HEAD, NECK AND SHOULDERS – They are the most contracted parts when working for a long time in front of a screen, on which it is necessary to work gently, without ever forcing. We bend the head forward, with the chin on the sternum and the shoulders low, extending the neck, then we make some circles of the head, alternating the direction of rotation. We rest the right hand on the head and, without pulling but using only the weight of the arm, we stretch the neck to the left, trying to bring the ear to the shoulder. We repeat on the other side.
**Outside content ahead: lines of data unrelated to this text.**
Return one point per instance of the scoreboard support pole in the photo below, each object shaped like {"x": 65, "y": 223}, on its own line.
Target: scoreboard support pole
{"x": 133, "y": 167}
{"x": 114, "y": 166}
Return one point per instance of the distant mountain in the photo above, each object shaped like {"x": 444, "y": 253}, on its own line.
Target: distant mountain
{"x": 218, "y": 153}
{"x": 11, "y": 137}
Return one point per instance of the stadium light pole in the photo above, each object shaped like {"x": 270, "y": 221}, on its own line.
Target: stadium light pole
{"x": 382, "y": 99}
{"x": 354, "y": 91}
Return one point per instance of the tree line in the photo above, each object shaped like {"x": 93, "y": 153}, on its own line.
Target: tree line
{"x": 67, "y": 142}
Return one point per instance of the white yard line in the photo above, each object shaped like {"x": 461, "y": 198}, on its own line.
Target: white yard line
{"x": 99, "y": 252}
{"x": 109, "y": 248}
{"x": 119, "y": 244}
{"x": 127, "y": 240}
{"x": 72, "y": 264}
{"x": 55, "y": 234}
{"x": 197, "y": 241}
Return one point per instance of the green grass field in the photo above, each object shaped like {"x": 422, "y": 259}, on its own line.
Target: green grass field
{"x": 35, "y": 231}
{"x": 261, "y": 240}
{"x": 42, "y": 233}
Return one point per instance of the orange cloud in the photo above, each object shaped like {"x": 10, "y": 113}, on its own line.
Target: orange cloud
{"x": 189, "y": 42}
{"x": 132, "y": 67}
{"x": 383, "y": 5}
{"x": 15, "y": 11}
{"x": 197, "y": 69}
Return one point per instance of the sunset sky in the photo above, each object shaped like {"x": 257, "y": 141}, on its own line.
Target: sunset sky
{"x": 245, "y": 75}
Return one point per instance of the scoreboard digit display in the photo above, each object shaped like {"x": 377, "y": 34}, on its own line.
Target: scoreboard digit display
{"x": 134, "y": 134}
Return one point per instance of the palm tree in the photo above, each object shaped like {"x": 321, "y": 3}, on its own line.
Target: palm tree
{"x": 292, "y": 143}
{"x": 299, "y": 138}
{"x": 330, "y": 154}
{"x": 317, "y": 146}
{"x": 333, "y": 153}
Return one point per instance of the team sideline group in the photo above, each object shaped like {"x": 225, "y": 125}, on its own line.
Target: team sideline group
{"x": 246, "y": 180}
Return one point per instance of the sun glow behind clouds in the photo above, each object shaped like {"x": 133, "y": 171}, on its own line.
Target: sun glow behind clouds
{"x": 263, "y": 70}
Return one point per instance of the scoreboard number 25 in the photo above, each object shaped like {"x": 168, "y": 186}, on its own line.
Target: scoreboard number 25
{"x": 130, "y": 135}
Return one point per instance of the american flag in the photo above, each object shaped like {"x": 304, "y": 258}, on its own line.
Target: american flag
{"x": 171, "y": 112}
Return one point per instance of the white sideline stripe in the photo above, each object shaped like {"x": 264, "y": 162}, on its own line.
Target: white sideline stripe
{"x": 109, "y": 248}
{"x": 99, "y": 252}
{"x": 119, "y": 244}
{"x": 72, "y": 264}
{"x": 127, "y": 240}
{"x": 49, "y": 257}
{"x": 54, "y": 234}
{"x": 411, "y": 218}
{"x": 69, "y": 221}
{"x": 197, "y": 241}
FOR SHOULDERS AND ARMS -We interlock the fingers of the hands with the palms up and stretch the arms upwards and then in front of us. To loosen the shoulders, rotate them in a circular motion, first forward, then in the opposite direction, always keeping the shoulders low. We can also raise one arm up and lean to the right and left, to stretch the lateral muscle bands. If we use the mouse a lot, we also stretch the wrists, grasping the fingers of one hand and flexing them gently backwards, keeping the arm stretched.
BACK – Kneeling on the ground, we rest the buttocks on the heels and bend the back forward, until it touches the knees with the chest; we stretch our arms keeping our hands on the floor, but without resting our forearms. Let’s lie down as much as possible. This exercise can also be done while sitting on a chair and leaning forward until it touches the floor. For the back and the obliques: seated on the ground, with one elongated leg and one flexed with the heel resting on the thigh, as close as possible to the pubis, we flex the torso forward towards the foot and then to the side, always on the side of the leg tense. We then reverse the leg and the side.
LEGS AND GLUTES – Standing, we bend one leg back, bringing the heel closer to the buttock; we grab the ankle with the hand and try to stretch the quadriceps muscle. We then go to the other side and repeat three times for legs. However, if we feel knee pain, we avoid this exercise and move on to the next. Sitting on the ground, we stretch our legs and, keeping our knees stretched and our feet hammered, we try to grasp the tip of the feet: if the exercise is easy, we let the torso move forward until it touches the knees with the chest. To stretch the buttock, let’s lie on our backs with our feet flat on the ground and our knees bent. We bring the right ankle to the left knee, then lift the left foot and, passing our hands under the left thigh, bring it closer to us. Then repeat on the other side. Other positions and exercises are contained in our photogalley.